Kitchen Cabinets: Staining Options
Deciding to stain your kitchen cabinets immediately leads to the next choice: What kind of stain to use. There is no shortage of types of stains to choose from, each of which will bring out the natural look of the wood and enhance its appearance. What separates one stain from another is its base (oil/alcohol), its degree of opaquity/transparency and the difficulty of application.
Types of Stains and Their Attributes:
- Alcohol-base stains dry faster than other types of wood stains.
- Opaque stains come in a variety of colors and are used for a more decorative finish.
- Pigment-type stains use a powder solution that is easy to apply.
- Protective wood stains contain an element of lacquer, or polyurethane finish.
- Semitransparent stains are lighter in tone.
- Transparent stains are the lightest stain variety.
- Water-base stains penetrate wood deeply and reduce streaks and blotches.
- Wax-base stains are similar to wax-base and leave a glossy finish.
- Oil-base stains are similar to alcohol-based stains and relatively quick.
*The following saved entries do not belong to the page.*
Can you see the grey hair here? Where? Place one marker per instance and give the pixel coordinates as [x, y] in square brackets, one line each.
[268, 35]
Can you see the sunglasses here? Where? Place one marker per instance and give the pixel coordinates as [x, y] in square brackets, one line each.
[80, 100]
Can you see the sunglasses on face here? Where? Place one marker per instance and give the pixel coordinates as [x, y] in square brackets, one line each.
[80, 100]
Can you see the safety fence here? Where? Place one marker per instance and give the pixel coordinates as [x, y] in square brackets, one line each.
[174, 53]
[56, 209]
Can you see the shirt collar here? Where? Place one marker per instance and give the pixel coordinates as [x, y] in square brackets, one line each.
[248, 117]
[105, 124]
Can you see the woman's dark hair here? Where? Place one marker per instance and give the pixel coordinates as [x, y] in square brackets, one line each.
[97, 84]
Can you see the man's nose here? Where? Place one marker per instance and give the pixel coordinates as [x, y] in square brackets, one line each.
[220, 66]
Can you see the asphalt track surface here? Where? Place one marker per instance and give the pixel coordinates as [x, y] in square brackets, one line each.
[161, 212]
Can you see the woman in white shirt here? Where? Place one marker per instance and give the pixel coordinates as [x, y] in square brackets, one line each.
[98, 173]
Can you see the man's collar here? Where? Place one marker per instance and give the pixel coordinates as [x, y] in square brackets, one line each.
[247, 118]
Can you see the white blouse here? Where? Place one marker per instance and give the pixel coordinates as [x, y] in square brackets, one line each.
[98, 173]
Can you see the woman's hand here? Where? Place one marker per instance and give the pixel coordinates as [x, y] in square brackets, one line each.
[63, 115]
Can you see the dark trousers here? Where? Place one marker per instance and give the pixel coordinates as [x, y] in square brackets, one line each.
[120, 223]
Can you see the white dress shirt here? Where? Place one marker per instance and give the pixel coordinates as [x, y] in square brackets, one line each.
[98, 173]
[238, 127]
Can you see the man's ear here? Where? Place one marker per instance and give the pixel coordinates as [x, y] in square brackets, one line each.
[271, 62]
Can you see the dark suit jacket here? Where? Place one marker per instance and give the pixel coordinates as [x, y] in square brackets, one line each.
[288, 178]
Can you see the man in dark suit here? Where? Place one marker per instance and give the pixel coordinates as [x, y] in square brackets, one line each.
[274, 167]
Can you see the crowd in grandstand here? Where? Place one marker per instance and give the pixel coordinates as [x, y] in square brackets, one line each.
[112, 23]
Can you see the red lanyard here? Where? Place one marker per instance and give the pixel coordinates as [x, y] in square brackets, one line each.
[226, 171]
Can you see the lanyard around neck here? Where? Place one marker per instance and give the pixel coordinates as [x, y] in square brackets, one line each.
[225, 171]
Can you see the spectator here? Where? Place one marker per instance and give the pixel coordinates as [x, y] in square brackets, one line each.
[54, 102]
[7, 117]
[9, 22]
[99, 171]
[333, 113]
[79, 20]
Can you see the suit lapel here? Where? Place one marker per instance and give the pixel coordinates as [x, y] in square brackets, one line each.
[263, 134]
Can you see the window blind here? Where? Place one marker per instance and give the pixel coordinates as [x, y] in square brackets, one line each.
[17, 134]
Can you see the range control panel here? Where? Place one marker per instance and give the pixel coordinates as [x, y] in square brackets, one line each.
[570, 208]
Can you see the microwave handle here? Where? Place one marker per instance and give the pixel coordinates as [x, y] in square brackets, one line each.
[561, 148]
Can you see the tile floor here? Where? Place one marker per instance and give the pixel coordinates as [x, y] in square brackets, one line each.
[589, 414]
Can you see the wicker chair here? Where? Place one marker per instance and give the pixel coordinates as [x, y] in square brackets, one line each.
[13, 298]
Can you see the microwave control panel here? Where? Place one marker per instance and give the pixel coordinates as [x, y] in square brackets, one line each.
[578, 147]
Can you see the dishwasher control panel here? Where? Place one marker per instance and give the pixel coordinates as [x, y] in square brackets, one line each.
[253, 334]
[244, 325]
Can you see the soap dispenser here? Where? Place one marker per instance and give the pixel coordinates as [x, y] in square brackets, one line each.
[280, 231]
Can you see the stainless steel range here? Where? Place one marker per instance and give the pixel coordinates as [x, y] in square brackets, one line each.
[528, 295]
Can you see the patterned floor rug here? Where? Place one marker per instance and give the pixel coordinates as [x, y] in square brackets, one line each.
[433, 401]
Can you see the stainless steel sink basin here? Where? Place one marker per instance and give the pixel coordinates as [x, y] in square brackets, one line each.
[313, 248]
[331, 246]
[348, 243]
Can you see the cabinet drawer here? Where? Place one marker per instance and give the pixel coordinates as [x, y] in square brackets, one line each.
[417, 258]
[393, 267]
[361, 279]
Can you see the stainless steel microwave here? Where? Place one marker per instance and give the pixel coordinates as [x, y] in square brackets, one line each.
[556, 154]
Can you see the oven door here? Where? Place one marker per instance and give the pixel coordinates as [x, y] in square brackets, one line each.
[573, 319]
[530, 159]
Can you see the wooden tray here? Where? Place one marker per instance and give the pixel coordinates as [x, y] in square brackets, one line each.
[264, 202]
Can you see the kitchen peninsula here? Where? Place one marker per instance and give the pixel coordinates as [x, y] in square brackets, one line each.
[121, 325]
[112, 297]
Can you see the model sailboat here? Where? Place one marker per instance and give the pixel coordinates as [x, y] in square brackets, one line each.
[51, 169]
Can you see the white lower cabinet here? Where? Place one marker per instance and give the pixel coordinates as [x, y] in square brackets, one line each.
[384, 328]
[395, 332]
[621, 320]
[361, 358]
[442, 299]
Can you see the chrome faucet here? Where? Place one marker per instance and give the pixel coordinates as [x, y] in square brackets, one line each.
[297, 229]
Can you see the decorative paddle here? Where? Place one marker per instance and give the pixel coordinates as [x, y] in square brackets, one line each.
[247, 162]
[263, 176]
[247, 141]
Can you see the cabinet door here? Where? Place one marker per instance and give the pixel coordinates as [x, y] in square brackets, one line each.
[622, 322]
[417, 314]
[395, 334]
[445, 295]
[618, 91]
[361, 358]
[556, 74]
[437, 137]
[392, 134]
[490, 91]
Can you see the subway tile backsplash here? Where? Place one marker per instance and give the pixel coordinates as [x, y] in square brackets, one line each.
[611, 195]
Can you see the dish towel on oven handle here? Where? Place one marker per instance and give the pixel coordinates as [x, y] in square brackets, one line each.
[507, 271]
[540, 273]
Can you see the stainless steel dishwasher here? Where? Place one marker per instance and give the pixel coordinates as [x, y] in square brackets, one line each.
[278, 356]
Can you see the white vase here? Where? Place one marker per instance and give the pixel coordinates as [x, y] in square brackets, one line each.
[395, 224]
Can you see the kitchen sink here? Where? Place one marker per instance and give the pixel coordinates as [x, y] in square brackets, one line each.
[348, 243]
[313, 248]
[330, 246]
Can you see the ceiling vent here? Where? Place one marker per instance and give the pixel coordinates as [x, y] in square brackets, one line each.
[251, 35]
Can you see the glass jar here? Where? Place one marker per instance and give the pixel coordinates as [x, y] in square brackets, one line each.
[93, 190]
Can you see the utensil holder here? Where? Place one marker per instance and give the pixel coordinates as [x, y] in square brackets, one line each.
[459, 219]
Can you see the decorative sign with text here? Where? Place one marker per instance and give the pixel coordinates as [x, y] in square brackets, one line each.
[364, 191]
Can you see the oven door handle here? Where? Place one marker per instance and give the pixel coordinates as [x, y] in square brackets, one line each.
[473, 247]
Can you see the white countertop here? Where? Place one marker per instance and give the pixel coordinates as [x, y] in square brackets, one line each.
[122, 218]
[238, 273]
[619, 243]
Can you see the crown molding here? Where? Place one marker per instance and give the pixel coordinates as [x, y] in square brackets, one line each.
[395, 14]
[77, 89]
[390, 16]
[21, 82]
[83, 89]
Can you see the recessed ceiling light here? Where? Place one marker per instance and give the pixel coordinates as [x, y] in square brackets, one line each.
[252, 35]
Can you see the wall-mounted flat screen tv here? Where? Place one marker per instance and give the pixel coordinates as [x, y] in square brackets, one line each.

Step 1: Understand the Staining Choices
The stain choices you make will determine the look that you will achieve for your wood.
Step 2: Determine the Desired Finish
Based on the types of stains, you should make a determination on the type of finish best fits your project. A decorative project calls for an opaque stain while a need for fast drying dictates the use of alcohol and oil-based stains. A home improvement center representative can assist you in choosing the correct finish type.
Step 3: Sample Different Stains
Request samples or purchase smaller size containers of different types of stains. Take the samples home and apply them to a scrap piece of wood that is similar to the wood that you will be staining. This will give you an opportunity to compare the finishes and determine the best stain.
Step 4: Choose the Best Stain
Based on the samples test, choose the stain that gives you the best coverage relative to your project and the look that you are seeking to achieve. Once that selection has been made, purchase an adequate amount based on your staining needs for the staining project.
First, sand and clean all surfaces that are going to be stained. This helps the stain adhere better to the wood and provides you a with a clean surface to work with.
Step 5: Apply a Stain and Varnish Coat
Apply the stain as instructed, using a rag to work the stain into the wood, going with the grain. As the first coat of stain dries, apply a second coat. Seal the stain with a polyurethane sealer and allow the cabinets to dry before installing and doors or hardware. Allow the stain and polyurethane coat to dry completely before reattaching the hardware.